Although PAS leaders have brushed off talk of a possible split in the six-year-old pact, the Selangor mentri besar crisis had exposed deep fissures between the Kelantan-born party and its PR allies.

PAS’s firm refusal to endorse Datuk Seri Dr Wan Azizah Wan Ismail had put it on a collision course with both PKR and DAP, and raised doubt on whether the Islamist party will remain in PR or eventually opt out.

“If that is the case we can’t achieve our aim of capturing Putrajaya in the near future… not till after two more general elections, at least,” said PKR vice-president Rafizi Ramli.

The former PKR strategist noted that although the federal opposition pact had succeeded, to some extent, in steering voters to pledge support for its issue-based policies in the last federal polls, there are still large pockets of the society that identify better with a race-based cause.

“The Malay psyche is that PAS and Umno represent the Malay agenda and both are considered a Malay-based party,” he told Malay Mail Online.

Despite having bagged more than 50 per cent of the total votes cast in last year’s general election, PR only retained 89 parliamentary seats while a bulk of the Malay and Bumiputera-dominated rural constituencies, including those in Sabah and Sarawak, were lost to BN.

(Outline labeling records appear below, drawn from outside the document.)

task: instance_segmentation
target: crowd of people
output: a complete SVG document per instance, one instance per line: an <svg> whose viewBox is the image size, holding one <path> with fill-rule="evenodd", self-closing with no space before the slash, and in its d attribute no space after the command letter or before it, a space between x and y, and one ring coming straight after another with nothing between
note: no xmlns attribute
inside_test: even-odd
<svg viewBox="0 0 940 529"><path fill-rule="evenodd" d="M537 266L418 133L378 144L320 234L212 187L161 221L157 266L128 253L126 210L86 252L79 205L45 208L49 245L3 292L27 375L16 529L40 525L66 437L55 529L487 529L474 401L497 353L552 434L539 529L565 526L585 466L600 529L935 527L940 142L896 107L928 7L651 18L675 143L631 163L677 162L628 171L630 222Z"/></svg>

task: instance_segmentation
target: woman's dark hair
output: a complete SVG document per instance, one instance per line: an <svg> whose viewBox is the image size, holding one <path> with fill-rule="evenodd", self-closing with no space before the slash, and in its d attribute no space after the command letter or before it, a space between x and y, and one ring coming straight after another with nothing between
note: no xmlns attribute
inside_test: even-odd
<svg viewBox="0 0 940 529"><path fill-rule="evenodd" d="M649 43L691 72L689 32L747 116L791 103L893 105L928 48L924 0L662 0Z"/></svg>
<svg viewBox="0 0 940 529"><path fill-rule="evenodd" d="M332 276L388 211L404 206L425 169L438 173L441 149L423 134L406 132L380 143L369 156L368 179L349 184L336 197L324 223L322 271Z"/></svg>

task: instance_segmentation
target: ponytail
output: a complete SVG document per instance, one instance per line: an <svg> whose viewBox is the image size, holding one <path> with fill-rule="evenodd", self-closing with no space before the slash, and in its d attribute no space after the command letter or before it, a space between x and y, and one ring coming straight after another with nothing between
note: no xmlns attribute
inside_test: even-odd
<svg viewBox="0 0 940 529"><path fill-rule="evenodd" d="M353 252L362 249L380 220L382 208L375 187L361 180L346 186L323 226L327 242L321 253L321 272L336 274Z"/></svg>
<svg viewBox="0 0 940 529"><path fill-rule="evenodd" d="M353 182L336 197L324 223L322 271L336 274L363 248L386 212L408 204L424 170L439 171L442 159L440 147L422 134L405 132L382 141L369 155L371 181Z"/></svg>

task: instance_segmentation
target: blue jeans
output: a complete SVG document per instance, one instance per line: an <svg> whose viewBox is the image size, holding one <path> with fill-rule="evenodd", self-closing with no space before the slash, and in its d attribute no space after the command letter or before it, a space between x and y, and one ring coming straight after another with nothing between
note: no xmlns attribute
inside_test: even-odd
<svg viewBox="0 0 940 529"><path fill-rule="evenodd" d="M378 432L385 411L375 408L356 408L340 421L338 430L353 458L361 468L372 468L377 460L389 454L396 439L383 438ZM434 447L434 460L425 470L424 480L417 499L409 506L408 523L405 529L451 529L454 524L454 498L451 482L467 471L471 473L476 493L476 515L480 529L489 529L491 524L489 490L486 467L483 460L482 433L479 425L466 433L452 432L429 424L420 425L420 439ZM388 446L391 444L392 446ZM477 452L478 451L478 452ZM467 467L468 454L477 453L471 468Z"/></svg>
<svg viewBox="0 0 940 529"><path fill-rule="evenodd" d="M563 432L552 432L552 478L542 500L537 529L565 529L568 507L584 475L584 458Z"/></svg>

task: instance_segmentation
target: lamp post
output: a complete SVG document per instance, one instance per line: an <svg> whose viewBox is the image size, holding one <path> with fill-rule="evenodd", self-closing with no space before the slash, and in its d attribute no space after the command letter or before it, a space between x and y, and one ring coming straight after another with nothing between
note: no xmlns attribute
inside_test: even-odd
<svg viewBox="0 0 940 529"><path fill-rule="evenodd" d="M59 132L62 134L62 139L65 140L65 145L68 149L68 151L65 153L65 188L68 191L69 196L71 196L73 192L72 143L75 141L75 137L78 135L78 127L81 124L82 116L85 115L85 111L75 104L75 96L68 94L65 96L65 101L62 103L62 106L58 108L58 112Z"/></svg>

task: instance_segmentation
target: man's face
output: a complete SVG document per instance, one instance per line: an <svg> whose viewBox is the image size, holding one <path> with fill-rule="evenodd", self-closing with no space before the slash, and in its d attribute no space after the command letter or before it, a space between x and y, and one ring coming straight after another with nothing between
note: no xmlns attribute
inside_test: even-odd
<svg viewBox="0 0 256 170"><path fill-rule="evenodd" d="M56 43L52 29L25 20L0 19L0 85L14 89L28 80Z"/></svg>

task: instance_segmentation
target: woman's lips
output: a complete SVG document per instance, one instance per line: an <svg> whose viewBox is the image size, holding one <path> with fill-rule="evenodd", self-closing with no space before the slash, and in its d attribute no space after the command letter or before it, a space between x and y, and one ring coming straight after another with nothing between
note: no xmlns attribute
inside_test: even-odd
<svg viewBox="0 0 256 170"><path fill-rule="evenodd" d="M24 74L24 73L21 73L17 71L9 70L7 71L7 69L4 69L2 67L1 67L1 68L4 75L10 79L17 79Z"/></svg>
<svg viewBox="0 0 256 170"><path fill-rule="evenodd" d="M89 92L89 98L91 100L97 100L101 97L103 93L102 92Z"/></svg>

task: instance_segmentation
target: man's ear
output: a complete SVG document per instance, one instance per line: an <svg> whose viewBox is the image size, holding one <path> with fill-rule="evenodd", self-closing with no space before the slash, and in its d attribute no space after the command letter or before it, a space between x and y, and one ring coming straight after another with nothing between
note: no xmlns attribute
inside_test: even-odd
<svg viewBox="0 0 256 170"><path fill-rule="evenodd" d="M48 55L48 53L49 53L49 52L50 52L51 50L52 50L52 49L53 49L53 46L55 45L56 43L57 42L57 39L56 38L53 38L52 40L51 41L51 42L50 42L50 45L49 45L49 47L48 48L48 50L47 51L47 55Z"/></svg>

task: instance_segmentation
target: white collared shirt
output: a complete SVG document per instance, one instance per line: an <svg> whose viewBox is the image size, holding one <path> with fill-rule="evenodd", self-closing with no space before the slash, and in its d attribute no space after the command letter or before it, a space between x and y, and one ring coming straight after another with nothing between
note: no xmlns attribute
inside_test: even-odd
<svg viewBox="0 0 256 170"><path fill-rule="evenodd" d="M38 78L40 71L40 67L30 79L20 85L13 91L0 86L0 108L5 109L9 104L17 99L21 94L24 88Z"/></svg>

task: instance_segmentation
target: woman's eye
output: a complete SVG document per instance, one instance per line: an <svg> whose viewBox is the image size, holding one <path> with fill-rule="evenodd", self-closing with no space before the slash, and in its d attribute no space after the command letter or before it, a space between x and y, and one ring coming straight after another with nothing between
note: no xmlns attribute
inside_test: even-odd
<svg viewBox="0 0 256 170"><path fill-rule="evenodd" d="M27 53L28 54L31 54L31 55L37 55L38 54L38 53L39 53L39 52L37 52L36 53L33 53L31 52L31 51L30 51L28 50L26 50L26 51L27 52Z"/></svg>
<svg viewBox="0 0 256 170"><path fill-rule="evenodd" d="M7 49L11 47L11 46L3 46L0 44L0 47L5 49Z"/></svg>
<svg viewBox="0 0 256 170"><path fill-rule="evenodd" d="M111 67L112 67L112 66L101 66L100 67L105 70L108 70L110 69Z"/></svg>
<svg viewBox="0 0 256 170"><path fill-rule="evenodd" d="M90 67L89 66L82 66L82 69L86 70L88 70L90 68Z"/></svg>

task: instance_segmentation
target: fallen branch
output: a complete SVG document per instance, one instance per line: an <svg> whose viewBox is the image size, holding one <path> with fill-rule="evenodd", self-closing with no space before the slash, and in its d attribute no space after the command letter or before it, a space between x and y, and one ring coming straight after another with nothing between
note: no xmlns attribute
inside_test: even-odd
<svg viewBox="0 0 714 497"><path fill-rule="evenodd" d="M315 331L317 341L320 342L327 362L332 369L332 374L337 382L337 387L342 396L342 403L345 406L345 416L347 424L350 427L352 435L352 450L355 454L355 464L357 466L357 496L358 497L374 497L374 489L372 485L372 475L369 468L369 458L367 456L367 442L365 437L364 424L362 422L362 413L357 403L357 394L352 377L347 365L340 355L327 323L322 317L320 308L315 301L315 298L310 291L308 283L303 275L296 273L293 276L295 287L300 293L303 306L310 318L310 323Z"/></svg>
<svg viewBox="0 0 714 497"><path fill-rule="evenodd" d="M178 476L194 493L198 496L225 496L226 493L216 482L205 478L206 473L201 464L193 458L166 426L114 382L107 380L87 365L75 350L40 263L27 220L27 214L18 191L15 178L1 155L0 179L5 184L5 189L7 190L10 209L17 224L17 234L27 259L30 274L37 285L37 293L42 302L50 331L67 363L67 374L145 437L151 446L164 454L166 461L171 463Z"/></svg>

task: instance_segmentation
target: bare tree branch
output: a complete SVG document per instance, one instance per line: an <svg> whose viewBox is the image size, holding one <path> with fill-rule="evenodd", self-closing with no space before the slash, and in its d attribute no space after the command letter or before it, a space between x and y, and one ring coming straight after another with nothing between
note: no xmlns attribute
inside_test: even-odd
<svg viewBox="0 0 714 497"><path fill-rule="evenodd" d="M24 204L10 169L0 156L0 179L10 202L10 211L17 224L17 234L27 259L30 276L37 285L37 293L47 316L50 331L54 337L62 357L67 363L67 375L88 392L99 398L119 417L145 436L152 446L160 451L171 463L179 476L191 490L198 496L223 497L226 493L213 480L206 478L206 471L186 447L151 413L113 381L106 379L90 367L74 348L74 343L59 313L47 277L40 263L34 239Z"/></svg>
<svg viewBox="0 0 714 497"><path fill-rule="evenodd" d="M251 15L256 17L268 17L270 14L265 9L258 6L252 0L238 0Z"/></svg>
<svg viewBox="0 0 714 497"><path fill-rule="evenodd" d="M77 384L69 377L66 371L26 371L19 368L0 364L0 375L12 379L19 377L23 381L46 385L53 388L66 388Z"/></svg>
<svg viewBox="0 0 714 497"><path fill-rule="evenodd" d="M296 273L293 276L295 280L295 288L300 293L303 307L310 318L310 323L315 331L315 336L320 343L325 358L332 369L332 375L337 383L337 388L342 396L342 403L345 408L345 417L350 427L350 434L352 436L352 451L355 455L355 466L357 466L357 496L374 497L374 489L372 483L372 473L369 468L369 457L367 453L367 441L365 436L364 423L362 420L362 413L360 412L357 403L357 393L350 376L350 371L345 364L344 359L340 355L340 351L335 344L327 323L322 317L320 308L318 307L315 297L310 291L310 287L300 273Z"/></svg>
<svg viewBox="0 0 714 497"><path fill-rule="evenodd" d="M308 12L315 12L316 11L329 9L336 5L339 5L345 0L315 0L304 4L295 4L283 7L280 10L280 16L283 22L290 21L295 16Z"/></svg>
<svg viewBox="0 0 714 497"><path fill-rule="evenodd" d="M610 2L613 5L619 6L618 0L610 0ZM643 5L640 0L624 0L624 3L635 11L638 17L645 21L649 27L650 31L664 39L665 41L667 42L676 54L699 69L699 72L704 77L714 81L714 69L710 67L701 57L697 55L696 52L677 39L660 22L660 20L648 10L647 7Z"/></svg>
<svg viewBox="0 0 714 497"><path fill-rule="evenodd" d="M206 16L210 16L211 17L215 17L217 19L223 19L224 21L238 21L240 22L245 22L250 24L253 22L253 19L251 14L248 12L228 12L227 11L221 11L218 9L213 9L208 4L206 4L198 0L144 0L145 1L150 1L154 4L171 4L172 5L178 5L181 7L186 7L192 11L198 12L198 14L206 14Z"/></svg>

Still, Rafizi said, should PAS decide to leave PR, Malaysia’s oldest opposition party would face an equally challenging task of regaining its own support base.

“PAS has always lost marginally… or some are by major vote differences against Umno but under Pakatan, a coalition that brought three parties with a common interest of getting rid of Umno, gave PAS a chance to defeat Umno.

“And any three-cornered fight will be disastrous in breaking up the votes and inadvertently Umno benefits,” the Pandan MP said.

DAP national publicity chief Tony Pua agreed with his PKR ally and admitted that if PAS parts ways with PR, it would put the pact’s Putrajaya dream further out of reach.

“It will be a steeper hill to climb than it already is,” said Pua in a text message to Malay Mail Online.

But, the Petaling Jaya Utara MP pointed out, if PAS stays in PR but continues to lean further right, as reflected in its just-concluded annual congress, achieving federal power may not happen anyway.

“Hence, Putrajaya will be unlikely regardless of whether PAS is in or out,” he said.

Selangor DAP vice-chairman Charles Santiago concurred, saying if PAS deviates from PR’s common policy framework, it would severely impact the party’s ties with PR, as well as the pact’s hope of capturing Putrajaya.

“I don’t think DAP will agree to religion is being used to organise a particular country or share the idea of an Islamic state, if PAS were to return to that objective,” said the Klang MP.

The senior PAS leadership had consistently stood apart from its PR allies in PKR’s intricate bid to replace Tan Sri Khalid Ibrahim with Dr Wan Azizah as Selangor mentri besar ― before PKR deputy president Azmin Ali snagged the post ― leading to growing questions over its commitment to the pact and open calls for its exit.

Among others, some in PAS had argued that Dr Wan Azizah’s gender would render her incapable of shouldering the responsibilities of a mentri besar.

Their claim was immediately met with scathing criticism from DAP and PKR leaders, and women’s groups, who categorised the view as antiquated and misguided.

The situation grew more intractable when PAS president Datuk Seri Abdul Hadi Awang unilaterally named three nominees for the MB post in accordance with the Sultan of Selangor’s request although PKR and DAP were adamant in naming only Dr Wan Azizah.

PAS had initially agreed on two names — Dr Wan Azizah and her deputy Azmin — but their list was later overtaken by Abdul Hadi’s choices for the post.

It was the state ruler who finally ended PR’s bickering over the coveted Selangor post, when he decided on Azmin for the job.

PKR stopped its lobbying for Dr Wan Azizah, and together with the DAP, declared their support for the Sultan’s pick. PAS naturally did the same.

In his speech during the swearing-in ceremony at the Klang palace last Tuesday, Azmin said he would give top priority to repairing the frayed ties within PR.

All three PR parties have eased up on their squabbles for the moment, but it remains to be seen if PAS, and Abdul Hadi in particular, is ready to mend ties with its partners.